Continuing violence: Nine killed in Peshawar blast

Taliban deny involvement; election office blown up in Miramshah.


A policeman stands guard in front of the passenger coach damaged in the blast. PHOTO: IQBAL MAMOUND/EXPRESS

PESHAWAR:

A powerful bomb tore through a passenger coach in the crowded Mattani Bazaar Saturday afternoon, killing nine people and wounding another 10.

The coach was en route to Sherakera village, on the outskirts of Peshawar, from Scheme Chowk on Kohat Road, and the bomb went off when it was passing through Mattani Bazaar, police said.

“Bomb Disposal Squad (BDS) officials told me that it was a timed device,” said senior police official Fazal Wahid. BDS official Abdul Haq told The Express Tribune that the explosive device, weighing around six kilogrammes, was planted on the roof of the coach.

“The casualties were taken to the Lady Reading Hospital (LRH) in Peshawar. We received nine bodies and 10 injured people – three of them have life-threatening wounds,” said Dr Arshad Javed, the chief executive of the LRH.

Eyewitness Fazal Amin said he was shopping in Mattani Bazaar when the explosion took place. “The entire market shook for a moment, and a thick cloud of dust and smoke enveloped the area,” he told The Express Tribune. “I rushed to the spot and saw residents pulling out casualties from the vehicle which caught fire after the explosion.” Amin added that he also pulled out three bodies from the coach.

“Fifteen minutes later, a police contingent reached the spot and started firing into the air, causing people to run in panic,” he said. “We told them to stop firing and help us shift the casualties to the hospital.”

Another witness said that the passenger coach was moving when the explosion took place. “It [the coach] stopped for a while in the market and the blast took place some minutes after it took on passengers,” shopkeeper Subhanullah, who sustained an injury on his left shoulder, told AFP from his hospital bed.

The coach driver, Jehangir, said he lost control over the vehicle after the blast as its brakes apparently failed. “I and my helper, Meraj, jumped off the coach after it caught fire,” Jehangir told The Express Tribune. “When the smoke cleared I saw a big hole in the roof of my coach,” he added.

Some of the passengers hailed from Adezai village which has been frequently targeted by a local faction of militants, called Tehreek-e-Taliban Adezai, for raising a Lashkar  to aid government efforts against the Taliban insurgency in 2008.

Driver Jehangir believed the Adezai villagers could have been the target.

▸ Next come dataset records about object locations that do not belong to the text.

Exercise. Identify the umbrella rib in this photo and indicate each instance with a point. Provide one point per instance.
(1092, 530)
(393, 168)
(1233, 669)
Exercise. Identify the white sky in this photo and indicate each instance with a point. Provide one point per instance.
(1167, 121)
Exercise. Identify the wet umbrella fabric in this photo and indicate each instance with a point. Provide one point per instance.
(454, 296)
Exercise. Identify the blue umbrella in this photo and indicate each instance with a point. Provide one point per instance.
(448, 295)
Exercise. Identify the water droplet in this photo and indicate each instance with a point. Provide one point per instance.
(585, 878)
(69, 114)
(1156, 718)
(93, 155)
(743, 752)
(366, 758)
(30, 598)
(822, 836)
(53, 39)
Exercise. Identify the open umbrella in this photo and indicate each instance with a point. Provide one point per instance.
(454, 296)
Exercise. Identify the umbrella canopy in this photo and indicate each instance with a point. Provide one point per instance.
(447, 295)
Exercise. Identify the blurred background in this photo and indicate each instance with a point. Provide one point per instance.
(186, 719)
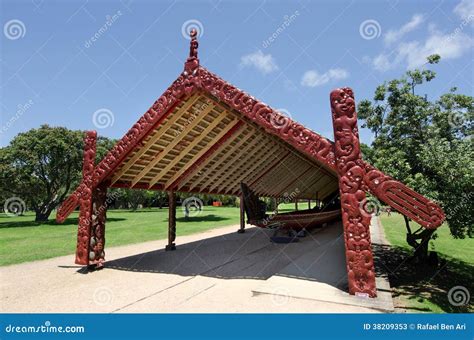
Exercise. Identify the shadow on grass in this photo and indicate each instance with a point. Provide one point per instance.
(67, 222)
(423, 282)
(201, 218)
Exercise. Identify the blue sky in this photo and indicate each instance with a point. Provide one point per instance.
(289, 54)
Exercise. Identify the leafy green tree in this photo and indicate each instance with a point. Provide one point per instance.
(425, 143)
(42, 166)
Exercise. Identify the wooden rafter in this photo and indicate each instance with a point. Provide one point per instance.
(154, 138)
(225, 159)
(187, 150)
(258, 157)
(172, 144)
(221, 134)
(229, 162)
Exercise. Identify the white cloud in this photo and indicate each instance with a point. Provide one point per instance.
(312, 78)
(413, 54)
(262, 62)
(465, 10)
(393, 36)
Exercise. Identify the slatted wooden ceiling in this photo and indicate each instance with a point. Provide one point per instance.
(204, 146)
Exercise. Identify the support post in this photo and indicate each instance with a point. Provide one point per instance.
(99, 216)
(85, 200)
(171, 221)
(242, 215)
(356, 221)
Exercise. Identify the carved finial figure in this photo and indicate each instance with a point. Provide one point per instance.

The local police concurred, saying militants might have targeted the coach because Adezai villagers were travelling in it, they said.

The outlawed Tehreek-e-Taliban Pakistan (TTP), which has claimed credit for most acts of terrorism in the country, denied involvement in Saturday’s blast. “We don’t target civilians. It could be the work of an ‘enemy’,” TTP spokesperson Ehsanullah Ehsan told The Express Tribune by the phone. He did not elaborate on who that ‘enemy’ may be.

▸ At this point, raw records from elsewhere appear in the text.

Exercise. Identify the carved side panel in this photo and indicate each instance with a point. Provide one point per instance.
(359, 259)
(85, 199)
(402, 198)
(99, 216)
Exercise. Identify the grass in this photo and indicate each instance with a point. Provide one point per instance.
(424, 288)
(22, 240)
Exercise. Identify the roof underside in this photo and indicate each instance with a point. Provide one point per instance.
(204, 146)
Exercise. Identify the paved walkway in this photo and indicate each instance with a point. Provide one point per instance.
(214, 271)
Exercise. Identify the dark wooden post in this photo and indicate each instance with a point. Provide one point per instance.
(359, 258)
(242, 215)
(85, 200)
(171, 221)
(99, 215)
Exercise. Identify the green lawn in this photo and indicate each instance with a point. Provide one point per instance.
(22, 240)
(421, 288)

Hours earlier, the election office of a former lawmaker was blown up in Miramshah Bazaar, in the North Waziristan tribal region.

Around 4:45am a huge explosion occurred in the office of Malik Kamran, former MNA from NA-40 (Tribal Area-V), reducing the building to a heap of rubble, an official of the local administration told The Express Tribune.

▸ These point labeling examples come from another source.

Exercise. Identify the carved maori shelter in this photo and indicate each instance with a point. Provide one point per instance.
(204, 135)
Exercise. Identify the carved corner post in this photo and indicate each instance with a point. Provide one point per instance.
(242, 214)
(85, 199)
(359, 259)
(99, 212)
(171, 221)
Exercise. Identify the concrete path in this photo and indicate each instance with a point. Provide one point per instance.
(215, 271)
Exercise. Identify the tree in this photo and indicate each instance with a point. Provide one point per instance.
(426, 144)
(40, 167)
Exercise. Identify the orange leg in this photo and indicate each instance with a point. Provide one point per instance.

A local grocery shop owner, Din Muhammad, said the blast also damaged a mosque adjacent to the office of Malik Kamran, who is standing in next month’s election as an independent candidate.

In neighbouring South Waziristan, a little-known militant group warned election candidates on Saturday against aerial firing during their rallies. The warning was issued through pamphlets distributed in the main Rustam Bazaar of Wana, the main town of South Waziristan Agency.

“All election candidates are hereby informed that they should avoid aerial firing and use of firecrackers on their campaign trails. Violators [of this ban] and tribesmen of the area where violation takes place will be fined,” read the pamphlet written in Urdu. It was issued by the Amirul Mujahideen Group of Wana – an area where the Mullah Nazir Taliban Group holds sway.

The warning came a day after an Awami National Party candidate for NA-41 (Tribal Area-VI) defied threats from the TTP and staged an election rally.

Violence has surged ahead of the historic polls which the TTP has vowed to sabotage because the group considers representative democracy ‘un-Islamic’.

 

Published in The Express Tribune, April 14th, 2013.